Every so often I’ll see posts on message boards like this: I need to automate tests, what tool should I use?
And unfortunately, that’s the wrong angle to approach the problem from. The first question you need to ask yourself is “what programming language is the app I’m testing developed in?” That seems like a very basic question, and some people may be insulted by it, but I have worked with teams who didn’t know the answer. Keep in mind that there may be more than one language in use – an app developed in ASP.NET may also have a SQL server back end, so you’d need to know C# and SQL. Once you know what language your app is written in, the next question is, “Can I code in those languages?”
If not, start by learning about that language. I’m not saying that you need to become a full blown .NET or Java developer, but you should understand the language, how it works, and how to write some basic code. Now, this is usually where an oldschool QA manager would have a stroke. “My people aren’t developers,” he says. “I just want them to click a record button and then have everything work.”

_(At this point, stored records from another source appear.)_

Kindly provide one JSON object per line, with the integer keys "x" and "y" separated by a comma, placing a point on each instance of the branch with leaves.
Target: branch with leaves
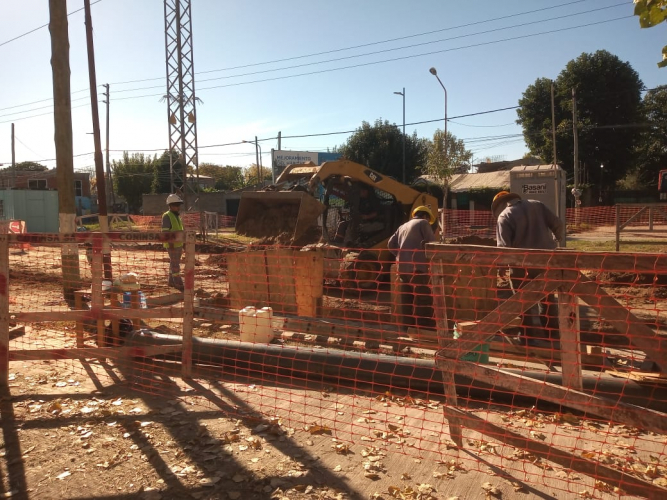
{"x": 651, "y": 13}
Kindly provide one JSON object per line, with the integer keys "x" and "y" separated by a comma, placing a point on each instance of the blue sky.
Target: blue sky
{"x": 129, "y": 45}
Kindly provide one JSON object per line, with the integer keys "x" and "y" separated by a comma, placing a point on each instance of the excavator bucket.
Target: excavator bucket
{"x": 287, "y": 215}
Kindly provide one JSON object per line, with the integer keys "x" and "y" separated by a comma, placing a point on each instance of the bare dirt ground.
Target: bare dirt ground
{"x": 84, "y": 430}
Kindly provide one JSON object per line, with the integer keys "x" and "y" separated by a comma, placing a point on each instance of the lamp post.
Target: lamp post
{"x": 444, "y": 199}
{"x": 258, "y": 156}
{"x": 402, "y": 94}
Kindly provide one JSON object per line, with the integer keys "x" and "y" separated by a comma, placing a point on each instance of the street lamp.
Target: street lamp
{"x": 435, "y": 73}
{"x": 444, "y": 199}
{"x": 258, "y": 156}
{"x": 403, "y": 95}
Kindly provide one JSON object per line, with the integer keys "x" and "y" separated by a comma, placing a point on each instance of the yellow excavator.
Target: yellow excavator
{"x": 345, "y": 209}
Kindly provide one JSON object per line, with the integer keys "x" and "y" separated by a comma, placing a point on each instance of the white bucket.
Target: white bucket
{"x": 255, "y": 325}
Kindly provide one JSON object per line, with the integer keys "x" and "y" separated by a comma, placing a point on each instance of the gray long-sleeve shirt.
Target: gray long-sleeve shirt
{"x": 528, "y": 224}
{"x": 407, "y": 244}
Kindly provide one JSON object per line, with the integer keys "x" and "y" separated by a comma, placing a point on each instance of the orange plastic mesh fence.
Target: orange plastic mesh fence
{"x": 589, "y": 221}
{"x": 547, "y": 365}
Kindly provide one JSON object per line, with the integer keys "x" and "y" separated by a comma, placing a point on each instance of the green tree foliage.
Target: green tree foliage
{"x": 446, "y": 156}
{"x": 27, "y": 166}
{"x": 651, "y": 13}
{"x": 608, "y": 107}
{"x": 227, "y": 178}
{"x": 652, "y": 148}
{"x": 380, "y": 147}
{"x": 162, "y": 176}
{"x": 250, "y": 175}
{"x": 133, "y": 177}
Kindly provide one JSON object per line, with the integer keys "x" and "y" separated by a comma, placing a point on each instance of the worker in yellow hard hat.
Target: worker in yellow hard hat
{"x": 407, "y": 244}
{"x": 171, "y": 221}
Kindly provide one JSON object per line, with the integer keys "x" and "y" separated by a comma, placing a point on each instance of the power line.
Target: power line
{"x": 43, "y": 25}
{"x": 366, "y": 54}
{"x": 412, "y": 56}
{"x": 344, "y": 49}
{"x": 370, "y": 44}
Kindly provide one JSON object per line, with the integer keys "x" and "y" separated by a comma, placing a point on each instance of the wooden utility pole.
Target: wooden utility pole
{"x": 576, "y": 191}
{"x": 553, "y": 123}
{"x": 62, "y": 115}
{"x": 13, "y": 157}
{"x": 99, "y": 165}
{"x": 108, "y": 164}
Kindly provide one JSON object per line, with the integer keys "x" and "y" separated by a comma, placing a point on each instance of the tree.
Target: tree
{"x": 162, "y": 177}
{"x": 608, "y": 106}
{"x": 380, "y": 147}
{"x": 30, "y": 166}
{"x": 446, "y": 157}
{"x": 652, "y": 148}
{"x": 651, "y": 13}
{"x": 227, "y": 178}
{"x": 133, "y": 177}
{"x": 250, "y": 175}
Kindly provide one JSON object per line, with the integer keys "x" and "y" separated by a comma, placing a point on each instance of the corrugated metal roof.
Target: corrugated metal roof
{"x": 460, "y": 183}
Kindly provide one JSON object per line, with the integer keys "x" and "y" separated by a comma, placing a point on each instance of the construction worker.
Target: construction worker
{"x": 171, "y": 221}
{"x": 529, "y": 224}
{"x": 407, "y": 244}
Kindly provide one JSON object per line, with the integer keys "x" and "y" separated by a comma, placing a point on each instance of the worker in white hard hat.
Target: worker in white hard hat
{"x": 407, "y": 244}
{"x": 171, "y": 221}
{"x": 530, "y": 224}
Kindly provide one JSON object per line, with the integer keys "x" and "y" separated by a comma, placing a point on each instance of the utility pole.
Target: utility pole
{"x": 553, "y": 123}
{"x": 259, "y": 174}
{"x": 575, "y": 190}
{"x": 99, "y": 166}
{"x": 13, "y": 157}
{"x": 109, "y": 180}
{"x": 62, "y": 116}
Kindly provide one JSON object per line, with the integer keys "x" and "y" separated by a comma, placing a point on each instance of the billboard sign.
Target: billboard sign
{"x": 280, "y": 159}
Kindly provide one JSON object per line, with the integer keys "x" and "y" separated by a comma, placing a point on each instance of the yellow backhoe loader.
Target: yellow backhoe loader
{"x": 345, "y": 209}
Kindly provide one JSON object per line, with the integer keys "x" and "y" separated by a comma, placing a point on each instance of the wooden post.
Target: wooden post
{"x": 618, "y": 226}
{"x": 447, "y": 367}
{"x": 568, "y": 319}
{"x": 62, "y": 115}
{"x": 650, "y": 218}
{"x": 97, "y": 300}
{"x": 188, "y": 302}
{"x": 4, "y": 310}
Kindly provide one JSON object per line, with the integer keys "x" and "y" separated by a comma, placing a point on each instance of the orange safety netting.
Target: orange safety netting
{"x": 547, "y": 365}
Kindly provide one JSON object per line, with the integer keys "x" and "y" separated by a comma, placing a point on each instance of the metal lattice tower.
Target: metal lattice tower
{"x": 181, "y": 100}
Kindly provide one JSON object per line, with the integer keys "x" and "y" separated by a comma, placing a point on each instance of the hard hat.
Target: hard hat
{"x": 498, "y": 200}
{"x": 424, "y": 209}
{"x": 173, "y": 198}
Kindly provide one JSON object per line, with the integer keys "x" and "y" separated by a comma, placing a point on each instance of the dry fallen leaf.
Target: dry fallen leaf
{"x": 318, "y": 429}
{"x": 491, "y": 489}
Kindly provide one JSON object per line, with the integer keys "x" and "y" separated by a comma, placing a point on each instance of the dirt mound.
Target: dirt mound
{"x": 472, "y": 240}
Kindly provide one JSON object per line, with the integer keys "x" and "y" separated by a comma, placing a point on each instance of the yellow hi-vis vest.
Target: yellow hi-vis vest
{"x": 176, "y": 225}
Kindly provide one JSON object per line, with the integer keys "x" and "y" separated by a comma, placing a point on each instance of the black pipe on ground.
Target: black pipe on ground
{"x": 245, "y": 359}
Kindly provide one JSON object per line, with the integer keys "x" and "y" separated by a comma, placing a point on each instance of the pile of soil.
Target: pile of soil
{"x": 275, "y": 222}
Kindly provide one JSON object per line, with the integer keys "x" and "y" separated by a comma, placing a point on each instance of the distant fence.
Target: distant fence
{"x": 600, "y": 220}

That’s a lovely idea, but it’s not reality. The cold truth of the matter, folks, is that when you automate, you are writing code that tests other code. That’s exactly what record and replay tools are doing, but they abstract it up a level or two so that users don’t see that code. Problem is, those tools can only be so smart. Eventually, you’re going to encounter something in your application that a record & replay tool can’t handle, and then you’re stuck. The only way to become unstuck is to code your way around the problem.
So start out by learning a bit about the language your app is written in. This will help you learn how your app works under the hood, which then means you can start tinkering with different ways to automate things. Back before I knew SQL, I had to modify all my test data via my app’s UI. That was a laborious, time consuming process. Then I learned how to write Update statements, and that let me modify the data much faster and more efficiently than before. I’ve seen this many times, where the person who does the most effective automation is the one who understands how to code.
It’s a worthwhile endeavor that will not only improve your automation efforts, but will increase your value as an employee as well.